これは最初に走らせてみての感想です。あまりにスムーズにエンジンが回るため、ついスピードを出してしまうのに困ってしまうほど。私は興奮を抑えられませんでした。試しに、社員に乗せてみたところ、なかなか帰ってきません。「事故でも起こしたのか?」と心配していると、やっと帰ってきて「反則ですよ、コレは。ドーピングしたのか、と思うくらいに変わっているじゃないですか」と言うのです。「ドーピング」という表現が面白く、後で調べてみたところ、ヨーロッパでは「ドーピング」は「チューニング」と同じ意味で使用されているようでした。そこでHSCオリジナルのこの「ラムエアーシステム」を「ラムドーピング」と呼ぶことにしたのです。

深まる自信が
新しい挑戦を呼ぶ

いざ完成してみると、エンジニアの性でしょうか「ラムドーピング」がどこまでのポテンシャル秘めているのか、試してみたくなりました。もちろん、公道で試せるレベルではなかったため、1997年から「SSC」のオープンクラスにラムドーピングを搭載した「Buell S-1」で参戦することに。「1998年に優勝4回、1999年には優勝1回」という成果を挙げ、ラムドーピングへの自信はさらに深まりました。

しかし、スムーズに吹け上がりすぎるラムドーピングに対して「ハーレーはそこまで速くなくてもいいんじゃないの?」という声をいただくこともありました。ラムドーピング搭載車両は低速域も充分楽しめるエンジンだったのですが「高速域の快適さ、面白さ」がクローズアップされてしまっていたのです。確かに、ラムドーピングを搭載したハーレーに乗るお客さんは「飛ばし屋」が多かったのは事実でした。「高速域での余裕」に加えて「低速域の楽しさや面白さ」をオーナーに楽しんで頂くため、ラムドーピングにさらなる進化を遂げさせる…ラムドーピングを真に完成させるための最後の壁と向き合うことになったのです。

※SSCのオープンクラス:スポーツスター、ビューエルが競い合う「スポーツスターカップ」のクラスの一つ。オープンクラスは制限なく自由にカスタムされた車両で競われる。

旧車フィーリングで力強い
求め続けた理想の1台が実現

さらなる進化へのアイデアはすでにありました。そのアイデアとは、ラムドーピング搭載車両の「圧縮比を下げる」ことでした。バイクのエンジンチューンの世界では私のアイデアの逆、つまり「圧縮比を上げる」チューンが一般的です。バイクが誕生してから現代まで「圧縮比を上げる」ことがバイクの進化の歴史と言っても過言ではありません。

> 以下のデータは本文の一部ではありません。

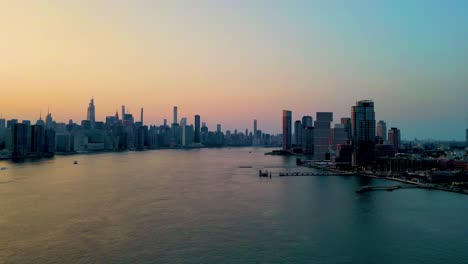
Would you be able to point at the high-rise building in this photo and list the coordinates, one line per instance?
(187, 135)
(287, 129)
(346, 122)
(298, 133)
(19, 140)
(307, 121)
(49, 121)
(141, 116)
(175, 115)
(183, 121)
(382, 130)
(322, 135)
(11, 123)
(91, 113)
(466, 139)
(394, 137)
(338, 136)
(197, 129)
(308, 140)
(363, 128)
(255, 127)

圧縮比が低い(=ローコンプレッション)バイクは低速での安定感が増し、まるで旧車のような、人に近いフィーリングが感じられるメリッ トがあります。これだけだと、ハーレーオーナーの方には魅力的に聞こえることでしょう。しかし、低圧縮比だと、爆発力が弱くなり、更に 負圧(バキューム)も弱くなり、エンジンが混合気を吸い込む力が弱く、充分な混合気が供給されなくなってしまうという問題があるのです。ただ、私の中に解決策はありました。「ラムドーピング」と組み合わせてやればどうか…と。エンジンが混合気を吸い込む力が弱くとも「ラムドーピング」の力で補ってやればいい。そうすれば力強さを失うことなく、低圧縮エンジンの「おいしいところ」だけを引き出してやれるのでは、と考えたわけです。低圧縮エンジンは、スナッチやノッキングもオーバーヒートも起こりにくいエンジンです。そのため、エンジンへの負担も少なく、旧車のようなフィーリングや力強いトルクは増す、まさに「いいこと尽くし」のエンジンです。

ラムドーピングに加え、エンジンの圧縮比を落とすこのチューンでオーナーさんの満足感(Satisfaction)はさらに高まる、ここから「ラムドーピング」+「エンジン低圧縮化」のチューンのことを「サフサイクルエンジン(SAF CYCLE ENJINE)」と名付けました。私が追い求めてきた理想のフィーリングを持つハーレーは、このサフサイクルエンジンの登場でついに完成を迎えることとなりました。

サフサイクルエンジンはラムドーピングとローコンプエンジンを組み合わせることで、その真価を発揮するエンジンです。この2つの組み合わせで一体どのような乗り味になるのでしょうか。実際のオーナーさんを例にご紹介しましょう。「特にエンジンのリズムが、人間的でたまらなく気持ちいいです。例えば、5速 1200~2100回転(50~80km)くらいでも、スナッチやノッキングもなく安定し、強い鼓動を刻みます。そこからアクセルを開ければ、余裕のある穏やかな力強さで愛車は足を速めてくれる。他の人から見ればお気楽バイクと思われるかもしれませんが、現代の国産車のように『アクセルを常に開けなきゃイケナイ!』という義務感も無く、楽しく、安全に付き合えます。HSCさんには本当に感謝しています。ラムドーピング+ローコンプは低中高速のそれぞれに「おいしさ」がある。スゴイですね」。こんな嬉しい言葉をいただいています。

※スナッチ:極低速時にエンジンがガクガクと揺れる現象。シフトダウンしたくなるチェンジタイミング時に起こります。

最後に

かつて、数多くの私より優秀な技術者がラムエアーシステムに注目していました。しかし、ラムエアーシステムの製品化に成功した方は一握りです。一体なぜ、私は「ラムドーピング」を、「サフサイクルエンジン」を完成することができたのでしょうか。

振り返って考えてみると、一つ思い当たることがあります。それは「ブレなかった」ことではなかったか、と。バイクをチューニングするには多くの方法論があります。カムや、キャブレター、マフラーなど。きっと、どの方法論でも自らが思い描く理想のバイクに辿り着けることでしょう。しかし「あれもこれも」といろんなモノに手を出していていたのでは、なかなか目指すゴールに辿り着くことはできません。

私は他の手法も取り入れつつも、常に「ラムエアーの利用」のことを軸に据え、これまでやってきました。その苦難の時間があったからこそ、多くの方から協力を得られ、ここまで辿り着けたのだと思います。「YOSIMURA」のおやじさんがチューンした「SL250S」。あのバイクに乗って感じた「衝撃的なフィーリング」。それはサフサイクルエンジンの完成で、ついにこの手で造り出せるようになりました。私が追い求めたハーレーの完成形は今ここにあるのです。

プロフィール
佐々木 憲章

54歳。過去には「HONDA」の2輪サービス部門に勤めながら、プライベートでレースに参戦した経験を持ち、ハーレーに関わらず、オートバイ業界に幅広い人脈を持つ。現在は静岡県沼津市にて「ビューエル」の正規ディーラー「HSC」を経営する。ハーレー、ビューエルを数多く販売、チューンした経験から、技術には定評があり多くのライダーから信頼を集める。